Dr. Fernando said this was similar to the number of elephant deaths reported in the rainforests of Boreno in the Malaysian State of Sabah, last year.
He suggested to conduct a complete post-mortem on each of the elephants to look into symptoms, take samples for toxicology analysis and also to send them specialised laboratories in the UK and US to detect the cause or causes for those deaths.
“I do not know whether Sri Lanka has technology to prove the real causes of their deaths. However, proving the real cause is very vital as female elephants dying will have a big impact on the already dwindling elephant population in the country, which has estimated 2,000 females out of a 6,000 elephant population,” he said, adding that a female elephant can give birth to eight babies during her reproductive age.
Dr. Fernando said the incident was very mysterious as if it happened due to poison in the water resources, the young elephants could also be among the dead.
“Babies and young elephants always roam together with their mothers and they come to drink water together. But there were no young elephants among dead. They die quicker than adults if they are poisoned. And there were no other animals were also found dead,” he noted.

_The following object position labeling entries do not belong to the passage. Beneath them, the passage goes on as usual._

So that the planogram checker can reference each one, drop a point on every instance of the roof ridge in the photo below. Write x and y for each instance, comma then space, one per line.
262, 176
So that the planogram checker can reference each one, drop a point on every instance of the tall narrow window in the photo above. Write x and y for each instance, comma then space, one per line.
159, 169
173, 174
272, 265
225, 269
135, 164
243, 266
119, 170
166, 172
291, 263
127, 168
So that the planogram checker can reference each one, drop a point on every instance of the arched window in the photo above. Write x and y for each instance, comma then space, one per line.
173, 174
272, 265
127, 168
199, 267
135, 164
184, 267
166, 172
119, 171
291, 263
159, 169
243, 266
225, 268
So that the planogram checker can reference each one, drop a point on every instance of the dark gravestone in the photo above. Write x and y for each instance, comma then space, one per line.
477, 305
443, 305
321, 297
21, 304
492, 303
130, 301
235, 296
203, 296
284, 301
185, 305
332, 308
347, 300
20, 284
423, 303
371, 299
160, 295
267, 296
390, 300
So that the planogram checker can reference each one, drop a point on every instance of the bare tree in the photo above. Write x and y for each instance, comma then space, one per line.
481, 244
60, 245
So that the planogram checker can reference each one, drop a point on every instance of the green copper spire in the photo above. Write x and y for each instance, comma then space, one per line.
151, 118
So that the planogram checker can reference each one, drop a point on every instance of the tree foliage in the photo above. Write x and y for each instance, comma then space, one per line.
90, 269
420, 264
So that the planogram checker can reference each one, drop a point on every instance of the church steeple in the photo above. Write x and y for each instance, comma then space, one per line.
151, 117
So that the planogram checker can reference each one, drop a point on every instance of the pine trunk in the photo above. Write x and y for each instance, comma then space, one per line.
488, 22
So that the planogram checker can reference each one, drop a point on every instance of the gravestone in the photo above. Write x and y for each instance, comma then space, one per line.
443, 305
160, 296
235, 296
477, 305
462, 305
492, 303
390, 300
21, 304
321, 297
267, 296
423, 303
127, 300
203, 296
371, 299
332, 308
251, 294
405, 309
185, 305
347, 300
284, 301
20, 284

According to Dr. Fernando, this incident needs to be considered as a crime scene investigation and the DWLC needs to contact some international wildlife experts to identify the cause of death soon.
When contacted DWLC Director-General Chandana Sooriyabandara, he said there was no need to test the samples in an international laboratory as the required technology was available locally. “We would hand over the samples taken at the post-mortem to the GAD, Faculty of Veterinary Medicine and Animal Science of the Peradeniya University and the Veterinary Research Institute to conduct scientific analysis to find the causes of deaths,” he said adding that the DWLC would be able to conclude its investigation within a week.
Over 50 DWLC officials together with Army soldiers and Police had conducted an operation in the surrounding areas, yesterday, to find whether more carcasses of elephants and other animals had also been affected due to the mysterious cause of death.
The DWLC Chief said they commenced its probe into the seven dead elephants following the instructions of the Kekirawa Magistrate Courts, where the DWLC had reported about the death of seven elephants.